Rıza Nur'un anılarının pek çok yerinde, devrimlere olumsuz bakışı ve M.Kemal'e ağır hakaretleri de bulunmaktadır. Belki de, anılarının ölümünden sonra yayımlanmasının nedeni de budur. Ya da bir ihtimal, anıları, ölümünden sonra, başka birileri tarafından değiştirilerek yayıma verilmiştir.

Dr.Rıza Nur'un delege olarak seçilmesinde, İttihat Terakki'ye karşı olması, Ankara Hükümeti'nin iki ayrı bakanlığını yapması ve Saltanatın kaldırılması için önerge vermesi ve çok sayıda kitap yazması etkin olmuştur diye düşünüyorum.

Şimdi, Dr..Rıza Nur'un, yukarıdaki inanılması çok güç olan anısına destek olacak başka bir kaynaktan yaptığım alıntıları yazmak istiyorum

"Lozan Barış Kurulu'na verilen direktif içindeki iki noktada, Türk Hükümeti, savaşı göze alacak kadar kesin kararlıdır. Bunlardan biri, "Ermeni Yurdu"; diğeri de, Kapitülasyonlar"dır. Konferans'ta, Türkiye'den Ermeni Yurdu için bir toprak koparılmak(Bu Amerika'nın isteğidir.cd) istenirse, Ankara'da talimat beklemeden görüşmeler derhal kesilecekti. Kapitülasyonlar konusunda da, gerekirse görüşmelerin kesilebileceği ve savaşın göze alınabileceği anlaşılıyordu. Aynı kararlılık Musul için yoktu(Vurgulama bana ait.cd)(5)
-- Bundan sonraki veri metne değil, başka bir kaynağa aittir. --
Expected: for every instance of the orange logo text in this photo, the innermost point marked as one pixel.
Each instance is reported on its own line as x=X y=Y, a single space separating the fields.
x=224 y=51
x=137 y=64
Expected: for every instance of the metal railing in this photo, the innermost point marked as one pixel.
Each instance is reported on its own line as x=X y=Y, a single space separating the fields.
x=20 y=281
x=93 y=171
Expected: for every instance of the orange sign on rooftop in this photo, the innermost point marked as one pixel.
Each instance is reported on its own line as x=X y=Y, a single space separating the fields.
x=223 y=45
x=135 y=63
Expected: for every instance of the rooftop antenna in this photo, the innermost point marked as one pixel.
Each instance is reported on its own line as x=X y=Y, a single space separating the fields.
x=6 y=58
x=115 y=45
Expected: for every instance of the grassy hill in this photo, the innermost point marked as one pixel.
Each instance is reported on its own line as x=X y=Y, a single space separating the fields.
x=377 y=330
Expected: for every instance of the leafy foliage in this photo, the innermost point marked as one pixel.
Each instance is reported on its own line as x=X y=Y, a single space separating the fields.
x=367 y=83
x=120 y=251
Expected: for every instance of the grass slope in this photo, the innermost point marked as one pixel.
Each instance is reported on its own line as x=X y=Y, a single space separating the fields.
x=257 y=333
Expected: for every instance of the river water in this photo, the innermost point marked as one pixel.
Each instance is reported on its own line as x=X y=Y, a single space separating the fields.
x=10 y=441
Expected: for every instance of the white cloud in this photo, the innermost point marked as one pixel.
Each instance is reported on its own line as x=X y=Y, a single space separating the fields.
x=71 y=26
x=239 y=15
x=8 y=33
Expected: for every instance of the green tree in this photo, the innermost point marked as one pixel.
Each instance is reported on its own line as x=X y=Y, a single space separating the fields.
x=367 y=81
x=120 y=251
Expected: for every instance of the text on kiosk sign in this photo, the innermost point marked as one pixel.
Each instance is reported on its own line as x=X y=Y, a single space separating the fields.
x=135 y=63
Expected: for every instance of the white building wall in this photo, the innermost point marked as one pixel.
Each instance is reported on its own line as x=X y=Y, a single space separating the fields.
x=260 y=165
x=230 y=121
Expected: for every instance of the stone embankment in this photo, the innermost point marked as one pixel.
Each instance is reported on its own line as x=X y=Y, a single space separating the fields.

Nitekim, İngiltere'nin Musul sorununu Milletler Cemiyeti'nr havale etmek isteği; ve bunu Türkiye'yi "barışı bozmakla" suçlar şekilde dile getirmesi, İsmet Paşa'nın Musul'la ilgili görüş ve politikasını değiştirmeye sevk etmişti.Bunun üzerine İsmet Paşa, Lozan'dan Ankara'ya gönderdiği 27 Ocak 1923 tarihli telgrafta "Ben Musul'dan feragat ederek barış aramak fikrindeyim" diyordu.(6)

Başka bir deyişle, İsmet Paşa, Musul'dan vazgeçerek, daha önemli olan "kapitülasyonlar" ve "bağımsızlıkla" ilgili konulara ağırlık verme taraflısıydı. Bu da, Dr.Rıza Nur ve Bilal Şimşir'i doğrulamaktaydı.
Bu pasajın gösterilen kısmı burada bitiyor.